Wednesday 18 May, 2021

Covent Garden in Ye Olde (i.e.pre-pandemic) Days


Quote of the Day

”Marketing genius with a car company attached.”

  • Benedict Evans on Elon Musk

Musical alternative to the morning’s radio news

John Williams Guitar J S Bach Prelude from Lute Suite No. 4 in E Major

Link


Long Read of the Day

The Lithium Gold Rush Inside the Race to Power Electric Vehicles

EVs are ‘greener’ than internal-combustion engines, if you only count emissions (although even there it depends on how the electricity to recharge their batteries is made). But extracting the materials — like lithium — needed to make the batteries is a process fraught with environmental damage and injustice to indigenous peoples. There’s no such thing as a free lunch in relation to our biosphere, as this interesting (and imaginatively presented) NYT essay confirms.


Grift as a modern art form

I got some interesting pushback for my rant last week about Elon Musk, whom I regard as a flake of Cadbury proportions. Broadly speaking, my correspondents (mostly geeks, I’d say), admire him as an inspired innovator, a quality for which they are disposed to forgive or overlook his lunacies.

Can Duruk takes a very different view on his blog. For him, Musk is simply a grifter.

There are a couple of qualities that are common to all modern grifts. First of all, most of these grifts are enabled by a high-profile media personality who is good at content. Second, the grifts have to straddle a fine line where they are shamelessly unethical, but always one plausible deniability away from being extremely illegal. The third and the most important quality is that the main perpetrator of the grift has to be wildly shameless about their actions.

A true modern grift is not run behind closed doors. Instead, you do it fully out in the open, screaming about it from the mountaintops. While greed is about focus, grift is about shamelessness. With greed, the game is to find the path between the rules with the most profit. Grift, on the other hand, ignores the rules altogether, armed with the knowledge that with shamelessness comes zero social costs, and with absent enforcement, no real legal risk.

He first of all examines the strange phenomenon of Steve Bannon selling pharmaceuticals on his website. Just like Alex Jones had been doing for several decades.

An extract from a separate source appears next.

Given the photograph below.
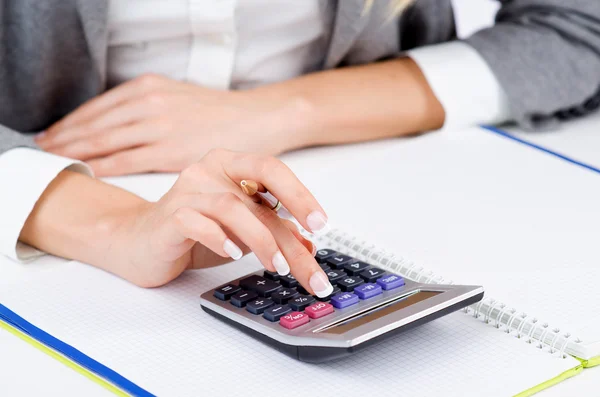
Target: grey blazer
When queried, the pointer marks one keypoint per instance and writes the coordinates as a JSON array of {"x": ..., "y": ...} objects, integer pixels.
[{"x": 545, "y": 53}]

Next up: the Tesla/SpaceX boss.

If you want to see someone who is both shameless and extremely high profile running an extremely profitable grift, luckily, you don’t have to look much farther than the top of the Richest People in the World list. I have long tried to never mention crypto on Margins but since that seal was broken a while ago, I do have to bring up Elon Musk and his Bitcoin / Dogecoin thing here. And seriously, I am convinced the world will never see a bigger, more shameless grift than this one ever again.

Let’s just briefly go over what happened here: Elon Musk decided, probably after confusing his indica for a sativa, that Tesla, the regulatory credit company that also makes cars for the Chinese market, will be accepting Bitcoin as payments, but also, btw, Tesla now holds a couple billion dollars in Bitcoin. This single piece of news coming from a single person unsurprisingly sent the extremely-decentralized, authoritarianism-busting cryptocurrency that’s mined primarily in China using fossil fuels to the moon.

And of course, just a few short weeks later, Tesla offloaded some of those said Bitcoins for a healthy profit, to the tune of 1/7 of their operating profits to be exact. But since we are, as Musk once proclaimed, all living in a stupid simulation and Elon finally realized it’s sativa that’s actually the good stuff, he decided that Bitcoin is bad actually with a tweet, and something something decentralized and Bitcoin lost 20 percent of its value.

Duruk sees the Bitcoin wheeze as a ‘pump and dump’ operation. Which of course is effectively what it was.

Footnote: Grift: noun. Money made dishonestly; a swindle or confidence game.


Another, hopefully interesting, link

  • David Hockney goes through his daily notebooks Link

He draws like the rest of us breathe. Wonderful.